Jaz Reynolds, master of the one-handed circus catch and getting suspended from the Sooner football team, is back on the OU roster, courtesy of a governor's reprieve from Bob Stoops.
But before you label Stoops a win-at-all-cost coach, remember that fellow receiver Trey Franks, master of touching the ball a ton and doing very little with it, is back in the fold, too.
The truth is, most coaches fall somewhere between Dave Bliss and Father Flanagan. They want to win, but they also truly want to help guide wayward lives.
“We all deal with young people that are still growing, maturing, learning,” Stoops said Saturday during OU's 2012 Media Day. “Learning responsibility in all kinds of ways. We do try to be positive influences, guide ‘em, teach ‘em, direct ‘em.”

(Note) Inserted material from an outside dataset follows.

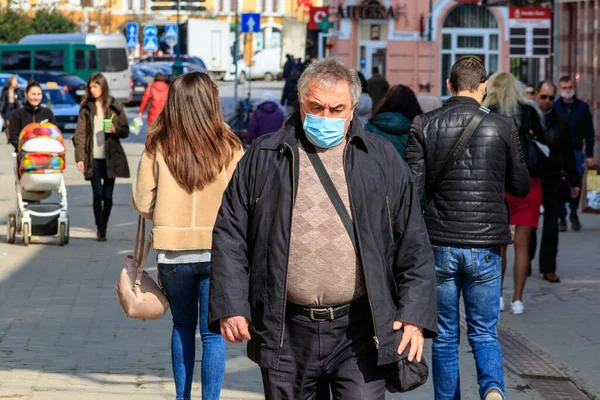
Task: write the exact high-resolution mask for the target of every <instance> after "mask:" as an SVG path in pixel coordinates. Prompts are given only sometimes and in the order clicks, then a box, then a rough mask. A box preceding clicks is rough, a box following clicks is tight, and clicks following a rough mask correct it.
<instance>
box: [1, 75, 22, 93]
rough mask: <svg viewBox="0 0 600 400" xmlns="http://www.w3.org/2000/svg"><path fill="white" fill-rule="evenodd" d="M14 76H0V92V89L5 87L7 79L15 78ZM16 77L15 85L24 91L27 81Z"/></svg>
mask: <svg viewBox="0 0 600 400" xmlns="http://www.w3.org/2000/svg"><path fill="white" fill-rule="evenodd" d="M15 75H16V74H0V90H2V88H3V87H4V86H6V82H8V78H10V77H11V76H15ZM16 76H17V83H18V84H19V87H20V88H21V90H25V88H26V87H27V79H24V78H23V77H20V76H18V75H16Z"/></svg>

Of course, some athletes are influenced easier than others. Reynolds is at least a four-time violator of team or university rules. Four times Reynolds has been suspended in less than 36 months, and yet, like Old Mr. Johnson's cat on the porch, Reynolds keeps coming back.
Sometimes, a player can even exasperate the patience of a fan base. I've had little correspondence from OU fans delighted that Reynolds is again a Sooner.
I don't know exactly what Reynolds, Franks or defensive back Quentin Hayes (who also was reinstated) did to get suspended this latest time. But the penalty was administered at the athletic department level, which means it could be anything from a failed drug test to academic misconduct. It wasn't a missed curfew.
Stoops, to his credit, admitted that part of his disciplinary decisions concerns how it affects the team. That doesn't automatically mean the won-loss ledger. Sometimes that means team morale or setting standards.
Which reminds me of Earl Weaver's old theory while managing the Baltimore Orioles. Don't make a rule you wouldn't enforce if Frank Robinson broke it.
These Sooners have a Frank Robinson or two, but they're not Jaz Reynolds or Trey Franks. So I think there's something to Stoops trying to turn these guys into solid citizens.
“We do believe in developing our players,” Stoops said. “We've had a lot of great stories, success stories … people all the time want to get rid of kids. They're still kids. And you want to help them. There's a balance. There's not a better kid in the world than Ryan Broyles. And he didn't start off just lighting it up.”
In Stillwater, OSU coach Mike Gundy said Saturday he hasn't used suspensions much, though as recently as the Fiesta Bowl in January, defensive tackle Christian Littlehead was suspended after being cited for drug paraphernalia.